And for the Foodies…a couple of gear recommendations.
First, a great stocking stuffer idea.
I’ve made a bit of a study of corkscrews. I’ve tried a ton of them, of nearly every type. There’s the old-school helix-with-a-handle jobs; turn the handle and pull with all your might. There are the standard wing version (or, as I always thought, the little man who raises his arms when you twist his head). For a decade or so, the two-prong slip-n-grip models ruled the world; they were good, too, but they’re not as popular now. Most recently, it’s the “rabbit” type that’s in vogue; a gripper and a handle that plunges the screw down into the cork in one clean shoop, and pulls it out on the pull-back.
All of them are limited, either in ease-of-use, performance, or longevity. And you know me: I hate buying something that doesn’t last.
For my money—and it seems also, for the money of most restaurant staff I’ve talked to about this—the best corkscrew is the Double-Hinged Lever style. It is simple, inexpensive (you can get one for less than $5), long-lasting (even those with plastic handles), and easy-to-use. The double-hinge is critical to this style’s utility, as it gives you two-stage fulcrum that can get out even the most stubborn cork. It also has a retractable, serrated foil-cutter blade and a lip for popping the caps off bottles. An overall excellent tool.

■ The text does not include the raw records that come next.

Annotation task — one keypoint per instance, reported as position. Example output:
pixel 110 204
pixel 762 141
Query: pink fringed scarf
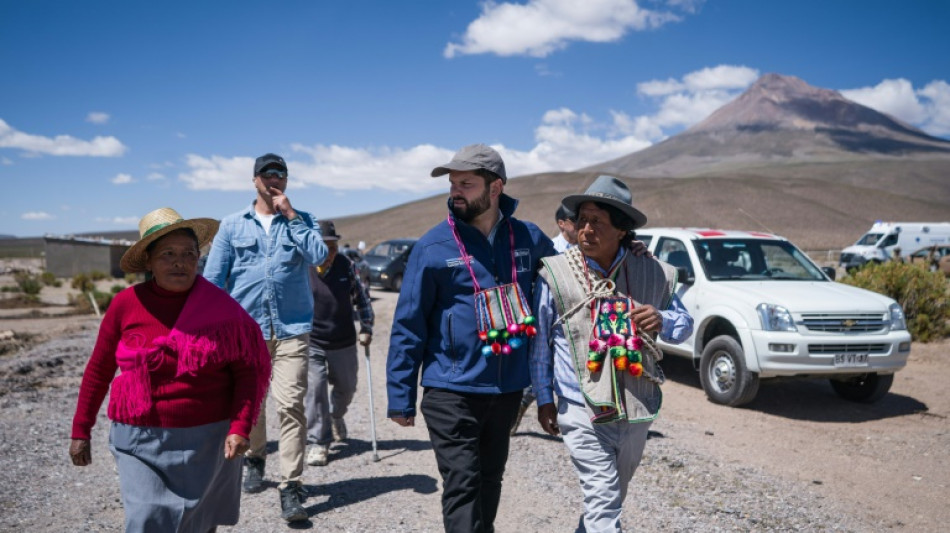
pixel 211 329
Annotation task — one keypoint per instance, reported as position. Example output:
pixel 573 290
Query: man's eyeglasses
pixel 274 173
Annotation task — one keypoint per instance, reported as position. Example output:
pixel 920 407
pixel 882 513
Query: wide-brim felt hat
pixel 156 225
pixel 611 191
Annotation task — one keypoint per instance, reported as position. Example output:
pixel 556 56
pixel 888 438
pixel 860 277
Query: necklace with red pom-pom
pixel 614 338
pixel 502 313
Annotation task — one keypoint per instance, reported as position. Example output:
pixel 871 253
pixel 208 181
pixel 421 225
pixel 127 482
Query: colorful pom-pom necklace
pixel 614 338
pixel 502 313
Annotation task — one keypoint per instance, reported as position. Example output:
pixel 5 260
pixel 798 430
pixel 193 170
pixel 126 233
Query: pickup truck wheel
pixel 724 375
pixel 866 388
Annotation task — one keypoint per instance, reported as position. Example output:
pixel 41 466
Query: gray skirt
pixel 176 479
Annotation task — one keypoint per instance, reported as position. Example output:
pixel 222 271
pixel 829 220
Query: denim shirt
pixel 267 273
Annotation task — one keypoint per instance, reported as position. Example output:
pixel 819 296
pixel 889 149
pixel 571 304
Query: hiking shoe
pixel 338 426
pixel 253 474
pixel 319 455
pixel 290 508
pixel 521 409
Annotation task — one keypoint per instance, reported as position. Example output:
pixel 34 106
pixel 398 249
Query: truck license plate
pixel 851 359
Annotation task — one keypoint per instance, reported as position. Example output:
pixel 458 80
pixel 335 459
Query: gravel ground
pixel 682 484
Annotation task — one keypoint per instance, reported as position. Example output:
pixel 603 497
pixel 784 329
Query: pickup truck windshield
pixel 869 239
pixel 754 259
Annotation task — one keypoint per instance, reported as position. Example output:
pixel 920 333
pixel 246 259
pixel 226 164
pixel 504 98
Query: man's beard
pixel 469 211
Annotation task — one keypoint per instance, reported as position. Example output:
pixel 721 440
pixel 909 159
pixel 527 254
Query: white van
pixel 879 243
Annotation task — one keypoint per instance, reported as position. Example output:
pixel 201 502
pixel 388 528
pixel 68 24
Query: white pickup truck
pixel 762 309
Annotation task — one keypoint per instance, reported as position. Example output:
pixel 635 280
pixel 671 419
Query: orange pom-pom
pixel 620 363
pixel 635 369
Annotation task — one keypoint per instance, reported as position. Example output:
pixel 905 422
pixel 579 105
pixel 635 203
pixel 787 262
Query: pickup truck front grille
pixel 847 348
pixel 844 323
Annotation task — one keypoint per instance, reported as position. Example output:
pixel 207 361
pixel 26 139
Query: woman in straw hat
pixel 599 307
pixel 193 369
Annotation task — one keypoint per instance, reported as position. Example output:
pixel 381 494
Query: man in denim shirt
pixel 261 256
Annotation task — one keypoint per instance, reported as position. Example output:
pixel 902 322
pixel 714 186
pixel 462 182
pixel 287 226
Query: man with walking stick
pixel 331 380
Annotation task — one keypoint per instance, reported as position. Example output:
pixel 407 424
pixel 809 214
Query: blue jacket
pixel 434 326
pixel 267 273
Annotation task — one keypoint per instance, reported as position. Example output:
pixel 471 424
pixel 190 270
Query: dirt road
pixel 797 458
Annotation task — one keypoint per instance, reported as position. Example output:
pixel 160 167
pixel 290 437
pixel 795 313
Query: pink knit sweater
pixel 186 359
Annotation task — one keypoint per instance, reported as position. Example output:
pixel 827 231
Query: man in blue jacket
pixel 472 389
pixel 261 255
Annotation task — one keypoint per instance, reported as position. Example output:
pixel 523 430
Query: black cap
pixel 328 230
pixel 269 160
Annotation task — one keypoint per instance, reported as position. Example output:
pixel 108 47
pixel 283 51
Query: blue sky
pixel 111 109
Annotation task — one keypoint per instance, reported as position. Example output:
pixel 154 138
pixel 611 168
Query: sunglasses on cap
pixel 274 173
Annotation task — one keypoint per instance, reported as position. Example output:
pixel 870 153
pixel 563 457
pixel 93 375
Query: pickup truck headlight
pixel 897 317
pixel 775 318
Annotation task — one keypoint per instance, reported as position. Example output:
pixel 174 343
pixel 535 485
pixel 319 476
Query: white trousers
pixel 605 457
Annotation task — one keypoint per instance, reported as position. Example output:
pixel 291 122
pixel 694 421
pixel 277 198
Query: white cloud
pixel 689 100
pixel 927 108
pixel 59 145
pixel 539 27
pixel 894 97
pixel 37 215
pixel 565 139
pixel 936 96
pixel 97 117
pixel 119 221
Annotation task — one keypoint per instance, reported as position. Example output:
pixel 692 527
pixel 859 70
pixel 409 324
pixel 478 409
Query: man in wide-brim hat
pixel 599 308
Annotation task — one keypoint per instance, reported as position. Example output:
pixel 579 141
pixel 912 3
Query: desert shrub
pixel 49 279
pixel 923 295
pixel 29 284
pixel 83 305
pixel 83 282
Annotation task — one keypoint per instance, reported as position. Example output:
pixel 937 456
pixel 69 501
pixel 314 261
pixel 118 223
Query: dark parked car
pixel 362 267
pixel 387 262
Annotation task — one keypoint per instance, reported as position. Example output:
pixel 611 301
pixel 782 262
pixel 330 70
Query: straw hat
pixel 156 225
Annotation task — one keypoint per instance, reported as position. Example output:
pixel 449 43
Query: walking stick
pixel 372 410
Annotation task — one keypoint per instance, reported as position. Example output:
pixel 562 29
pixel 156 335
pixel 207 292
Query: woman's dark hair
pixel 190 232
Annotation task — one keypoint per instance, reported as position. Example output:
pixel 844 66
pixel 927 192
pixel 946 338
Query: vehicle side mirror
pixel 830 272
pixel 683 276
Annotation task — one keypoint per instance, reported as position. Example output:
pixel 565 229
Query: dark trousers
pixel 470 435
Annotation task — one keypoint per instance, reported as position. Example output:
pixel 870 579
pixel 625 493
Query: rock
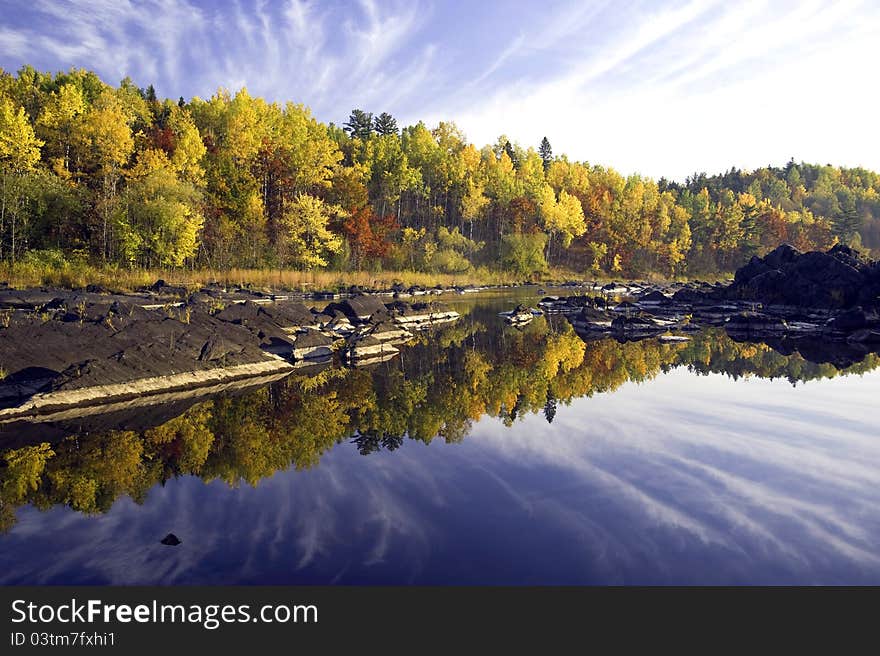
pixel 216 348
pixel 312 344
pixel 853 319
pixel 655 297
pixel 837 279
pixel 865 336
pixel 359 308
pixel 688 295
pixel 755 323
pixel 635 326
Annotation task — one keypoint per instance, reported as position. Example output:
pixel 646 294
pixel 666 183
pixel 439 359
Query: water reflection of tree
pixel 439 388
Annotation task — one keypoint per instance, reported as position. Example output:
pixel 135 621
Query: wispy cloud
pixel 659 88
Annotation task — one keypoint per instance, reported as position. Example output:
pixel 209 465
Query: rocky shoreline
pixel 832 296
pixel 61 349
pixel 79 349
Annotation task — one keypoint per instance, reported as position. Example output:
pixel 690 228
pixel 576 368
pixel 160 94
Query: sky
pixel 661 88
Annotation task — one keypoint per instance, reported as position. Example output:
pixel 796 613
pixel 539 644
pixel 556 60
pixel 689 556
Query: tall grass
pixel 78 275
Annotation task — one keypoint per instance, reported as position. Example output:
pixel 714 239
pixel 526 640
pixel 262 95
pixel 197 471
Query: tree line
pixel 92 172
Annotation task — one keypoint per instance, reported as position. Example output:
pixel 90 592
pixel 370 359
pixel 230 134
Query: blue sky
pixel 659 88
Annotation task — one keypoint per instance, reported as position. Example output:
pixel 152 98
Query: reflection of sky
pixel 684 479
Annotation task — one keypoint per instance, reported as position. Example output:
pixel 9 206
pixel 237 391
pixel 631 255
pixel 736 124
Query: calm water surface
pixel 485 454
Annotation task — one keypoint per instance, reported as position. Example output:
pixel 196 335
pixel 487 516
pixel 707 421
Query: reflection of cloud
pixel 798 479
pixel 681 480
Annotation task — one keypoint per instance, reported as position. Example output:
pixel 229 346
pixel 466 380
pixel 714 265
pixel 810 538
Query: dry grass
pixel 123 279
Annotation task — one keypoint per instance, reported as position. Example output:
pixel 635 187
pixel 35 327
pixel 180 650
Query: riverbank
pixel 120 279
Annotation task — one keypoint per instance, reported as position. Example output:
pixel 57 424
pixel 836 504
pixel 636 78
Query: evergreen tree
pixel 359 124
pixel 385 124
pixel 546 152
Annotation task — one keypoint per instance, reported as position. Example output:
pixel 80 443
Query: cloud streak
pixel 658 88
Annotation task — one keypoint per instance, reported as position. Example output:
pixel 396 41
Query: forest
pixel 115 177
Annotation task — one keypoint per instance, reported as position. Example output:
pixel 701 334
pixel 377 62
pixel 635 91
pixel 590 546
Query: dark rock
pixel 637 324
pixel 853 319
pixel 360 307
pixel 688 295
pixel 755 323
pixel 837 279
pixel 655 296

My second recommendation is for more substantial gear: Cookware.
Over the years, I’ve also tried a lot of cookware sets. In the beginning, it was cheap stuff, always non-stick cookware, but as I learned more about cooking (and had more disposable income) I tried better sets. T-Fal, Calphalon, Silverstone all came and went. Then I started in on the non-coated sets. I tried KitchenAid and Wolfgang Puck. I tried antique tin-clad copper from France.
Then I tried Emeril Stainless. Full disclosure: I do not like Emeril Lagasse. Therefore, it is with some mixed emotion that I have to say that this cookware is by far—by far—the best cookware I’ve ever used.
The double-riveted handles are solid, don’t get loose, and fit well in the hand; they’re also all metal, so they can go into a super-hot oven. The bottom is heavy, with layers of 18/10 stainless steel, aluminum disk, copper disk, and stainless steel again that provides super-even heating (and I have an electric range). The tempered glass tops allow you to watch progress, and the deep lips are perforated on either side for straining pasta, etc. Cleanup is easy, too, which surprises most people who’ve only used non-stick cookware. After cooking, put warm water into the still-hot pan and let it sit while you finish your meal. When you come back, give it a quick scrub with a nylon scrunge, and it’s clean.
The Emeril Stainless also has several open-stock items, so you can add elements to a set, or just pick up a small saucier to give the product a try before you shell out the money for a whole set.
One important caveat on this: there are two products that are both at times called “Emeril’s Stainless.” One is made by Pro-Clad; it’s more expensive and, ironically, it is not as good by a long shot. The set with the copper disk on the bottom is the one you want.